Sobre o livro Budapeste

Chico Buarque não precisava provar mais nada para ninguém. Poeta maior, para que também escrever romances? A resposta está com José Costa, o personagem central do já consagrado Budapeste (Companhia das Letras). Ele é um escritor anônimo, cria textos que outros assinam, é bom no que faz, mas o anonimato lhe é uma compulsão.

 Não estava propriamente insatisfeito com seu destino, quando o acaso de uma conexão aérea o obrigou a passar uma noite na Hungria. Astronauta das palavras, logo percebeu que sua nave caíra em outro planeta lingüístico. Essa língua originária da Ásia central, é carente de transparências para nós. Sua pronúncia acentua o início das palavras, o que lhe empresta uma sonoridade surpreendente aos nossos ouvidos. (Escutei húngaro toda minha infância e posso lhes assegurar que ela tem outra música). Costa passou a noite assistindo televisão, ou melhor escutando-a, e desenvolveu uma segunda compulsão: aprender húngaro. Já se disse, corretamente, que a melhor forma de aprender uma língua é amando nela. Eis que surge Kriska, para lhe dizer que “a língua magyar não se aprende nos livros”. Em seus lençóis ele se entrega totalmente a esse novo amor, o idioma húngaro.

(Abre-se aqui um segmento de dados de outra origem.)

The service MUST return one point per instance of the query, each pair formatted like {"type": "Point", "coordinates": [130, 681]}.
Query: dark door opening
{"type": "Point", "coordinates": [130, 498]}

Chico e Costa ressaltam um aspecto da l íngua que temos bastante esquecido em nossos tempos pragmáticos. Se comunicar em outros idiomas não serve apenas para pesquisar, fazer negócios, viagens de turismo ou qualquer outra utilidade. Falando em outra língua podemos nos sentir pessoas diferentes. Um novo idioma pode até se aprender nos livros, mas os amores costumam ser excelentes mestres, porque quando aprendemos a falar pela primeira vez, o fazemos no contexto de uma história de amor, a inaugural. Antes de nos apropriarmos das palavras e aprendermos a fazer nossas próprias combinações, a língua materna nos envolve como um abraço, em cujo embalo crescemos. No início percebemos apenas sua música, o cantinho que se faz ao falar. Cada lugar tem seu próprio tom, envolve de forma diversa, por isso podemos nos sentir no estrangeiro simplesmente por mudar de estado. Uma nova língua, nova pátria (como diria Caetano) novas formas de ser. O destino de Costa, quando ele se torna Kósta, em sua nova identidade húngara, não é radicalmente diferente do seu modo de ser brasileiro, digamos que é como uma outra conjugação. Adotar (ou ser adotado por ela) uma língua quase intraduzível (“lefordíthatatlan”, em húngaro), cantada em outro tom, é como se existisse a possibilidade de começar uma vida em outro planeta, vale o investimento. Por isso compreendemos porque um poeta famoso se desafia no novo território da prosa. Chico tem razão, enquanto houver formas distintas de dizer as coisas, haverá outras vidas possíveis. Falar diferente é amar diferente, é viver diferente.